Mrs. Bosancic, who weighed nearly 200 pounds a year ago, said she was half that now. She said her 17-year-old daughter had carried her to the washroom in her last days in Srebrenica.

As Mrs. Bosancic told her horrible story, other women with leg wounds in hospital beds next to her sobbed over memories of their own suffering.

Ramzija Kladovic stared at her right leg, hit by shrapnel from a mortar 16 days ago in Srebrenica’s main marketplace. The leg was puffed to twice its normal size and gangrenous.

“How can this be?” asked the woman, 63 but looking 20 years older. The leg was amputated later in the day.

Mrs. Bosancic said she lost word of her husband and two other children last March, a day before armed Serbs came to her village of Nova Kasaba. They had gone to a doctor’s appointment and never came back.

The Serbs drove the villagers from the town. No one was hurt, although threats were made.

“They said we will kill you and push your bodies into the river,” Mrs. Bosancic recalled.

The village folk sought refuge in a forest, where they stayed for a month, slipping into neighboring villages to beg for food when it appeared safe.

“Sometimes we spent a week without a piece of bread,” Mrs.

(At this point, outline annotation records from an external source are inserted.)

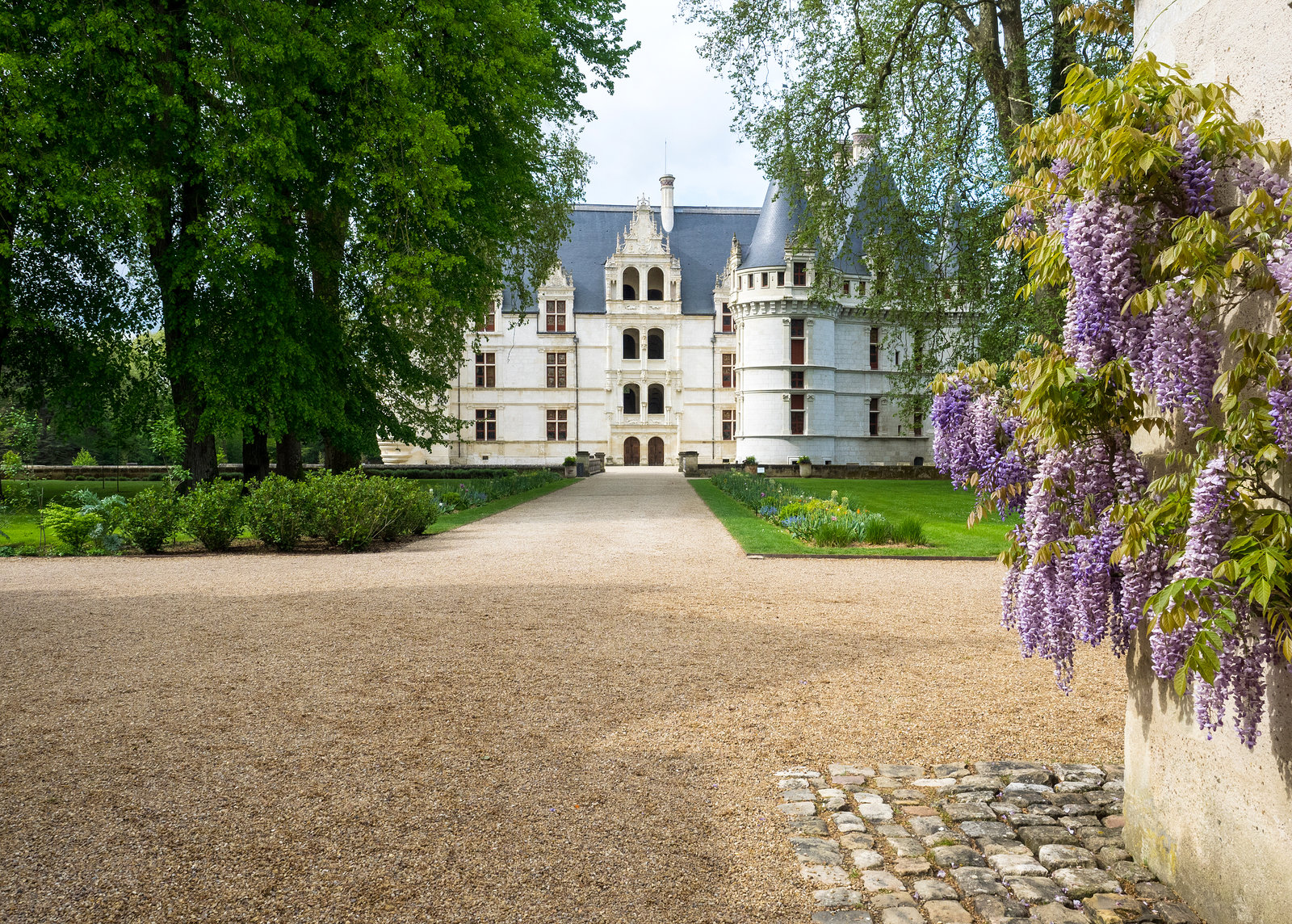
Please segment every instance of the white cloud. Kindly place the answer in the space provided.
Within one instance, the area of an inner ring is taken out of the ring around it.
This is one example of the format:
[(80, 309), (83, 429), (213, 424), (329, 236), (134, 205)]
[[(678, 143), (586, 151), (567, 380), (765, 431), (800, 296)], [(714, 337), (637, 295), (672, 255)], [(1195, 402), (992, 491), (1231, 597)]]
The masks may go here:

Bosancic said. “If we found something we gave it to the children and held our stomachs in pain as we watched them wolf it down.”

Her group fo hundreds of people – mostly women and children – played hide and seek with Serb gunners. Once Serb infantryman opened fire, killing about 50 people, she said.

In May, the group moved into Cerska, which fell to the Serbs three weeks ago. Though the town was incessantly pounded by Serb gunners even back then, the longing for shelter was irresistible.

As more refugees came, bombed-out houses, storage sheds and stables began to overflow with people. By autumn, some were living in tents made of blankets and branches.

“During the days we stayed inside,” said Mrs. Bosancic. “At night we begged for food, ready to dive for shelter in case shelling resumed.”

Serb barrages increased as fall turned to winter. “Sometimes 60 to 65 people died daily, others were crippled,” she said.

The mortar round that wounded her and two children on Feb. 8 killed two other women, she said. She was carried by stretcher to a field hospital in Hrncici near Konjevic Polje, also under Serb attack. There, she and others slept on concrete floors in an unheated room.